C’était une époque où j’aimais toucher avant d’acheter. Je dois avouer qu’avec l’arrivée de la vente sur internet, c’est quelque chose que je fais moins aujourd’hui quoique les brocantes et vide greniers soient toujours des endroits où j’aime bien aller pour dénicher quelques objets et surtout… pour laisser traîner mes oreilles. Voire tailler un brin de causette.
Et c’est bien de cela que parle ce documentaire. De l’écoute. De la discussion à caractère idiosyncratique. De la singularité. De ce que seule la recherche d’un objet particulier délivré dans une condition particulière peut faire naître comme histoire. Ce documentaire est le récit de nos histoires, celles qui forgent notre identité et qui nous construisent, nous maintiennent sur un socle stable même en situation de désordre intense.
Le défilé de personnes qui entre à Brico Monge est à l’image de ce quartier presque (je dis presque parce qu’il l’a été davantage il y a vingt ans) populaire.
Une jeune fille au regard hagard, qui semble perdue, entre dans le magasin. Elle cherche un aimant pour son meuble de salle de bain. « Mais lequel ? Celui qui est sur le meuble ou celui qui est sur la porte du miroir ? – Heu, je ne sais pas, celui qui est sur la porte » Ses yeux grands ouverts errent ; elle n’est pas sûre. « Enfin donnez-moi les deux, je ne sais pas. L’essentiel c’est que ça tienne. » Vous avez déjà eu un miroir de meuble de salle de bain qui s’ouvre dès que vous le fermez et renvoie votre reflet contre le mur comme une gifle ? Et bien c’est une belle allégorie. C’est exactement à ça, à ce sentiment de perdre son reflet, que Brico Monge essayait de remédier.

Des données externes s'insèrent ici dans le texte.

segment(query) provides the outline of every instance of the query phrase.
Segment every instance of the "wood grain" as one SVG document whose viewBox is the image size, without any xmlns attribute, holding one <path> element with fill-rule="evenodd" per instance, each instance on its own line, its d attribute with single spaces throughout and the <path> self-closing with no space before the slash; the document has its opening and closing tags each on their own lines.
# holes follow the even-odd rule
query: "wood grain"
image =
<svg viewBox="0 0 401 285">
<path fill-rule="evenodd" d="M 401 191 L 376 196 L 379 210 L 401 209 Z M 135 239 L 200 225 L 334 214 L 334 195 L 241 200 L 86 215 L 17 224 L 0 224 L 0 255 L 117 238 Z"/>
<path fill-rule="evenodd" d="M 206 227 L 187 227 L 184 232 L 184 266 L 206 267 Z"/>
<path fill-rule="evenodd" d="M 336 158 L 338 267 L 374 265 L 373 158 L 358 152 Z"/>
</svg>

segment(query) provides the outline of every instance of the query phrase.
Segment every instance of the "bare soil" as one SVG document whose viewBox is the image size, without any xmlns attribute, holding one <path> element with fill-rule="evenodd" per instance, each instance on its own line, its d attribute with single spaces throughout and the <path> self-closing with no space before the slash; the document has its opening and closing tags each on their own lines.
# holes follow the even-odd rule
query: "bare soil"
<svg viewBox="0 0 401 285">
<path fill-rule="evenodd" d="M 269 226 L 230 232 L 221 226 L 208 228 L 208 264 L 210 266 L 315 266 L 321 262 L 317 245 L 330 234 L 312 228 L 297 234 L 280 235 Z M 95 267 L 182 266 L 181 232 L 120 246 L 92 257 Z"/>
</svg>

Une galerie de personnages attachants se succède chez Brico Monge. Comme par exemple le capitaine Dreyfus. Vient également le copain d’enfance du Lycée Charlemagne. Jean, le propriétaire de Brico Monge et lui ont fréquenté le lycée en 1962-63. Il se marre, ce copain. Mais vraiment « Jean était militant de la gauche prolétarienne. Moi j’étais plutôt Guy Debord, voyez ! » s’exclame-t-il. Ce dernier se souvient d’une soirée mémorable où ils avaient une montagne d’assiettes entassées dans l’évier et Jean les avait lavées une à une et jetées chacune par la fenêtre au-dessus de l’évier. « Un coup de folie pour rigoler », commente-t-il le plus naturellement du monde. Bon, il y a eu les amendes aussi le lendemain, parce que les assiettes ont aussi cassé une verrière en dessous.
Enfin, il est encore perplexe aujourd’hui ce copain du lycée Charlemagne. Parce que Jean, le révolutionnaire « il a fait des études, il a fait des films engagés, de la politique… Alors le retrouver derrière un comptoir… déguisé en épicier… personne ne peut deviner que c’est un dangereux subversif ! » Il se gausse, avec un visage soudain d’une jeunesse éclatante.
Sa période maoïste ? Quand Jean est interrogé, il a une réponse poétique. Eh bien c’était la période de « l’horizon imaginaire … le désir, la politique » Oui, oui, ce Monsieur a parlé de désir. Maintenant ni honte ni regret. Il faut se situer à l’époque.
Puis il y a la croate qui rentre. Une dame très élégante, la croate. Elle a fui le communisme. Elle s’offusque, fait trembler sa canne d’un air menaçant : « Comment ça ? Jean communiste ? C’est à cause de vous que j’ai dû fuir ! » Puis, elle se ravise : « Ah oui, Marchais, Georges Marchais, oui, d’accord alors ça va, je l’aime bien ce communisme. »
Il y a également l’étonnant gréco-russe qui a fait partie de l’armée rouge. Tireur d’élite. Il ne fait pas du tout son âge. C’est qu’il a aspiré l’âme des autres. Deux ans en Afghanistan, ça en fait des histoires à raconter. Et aussi une histoire à bricoler.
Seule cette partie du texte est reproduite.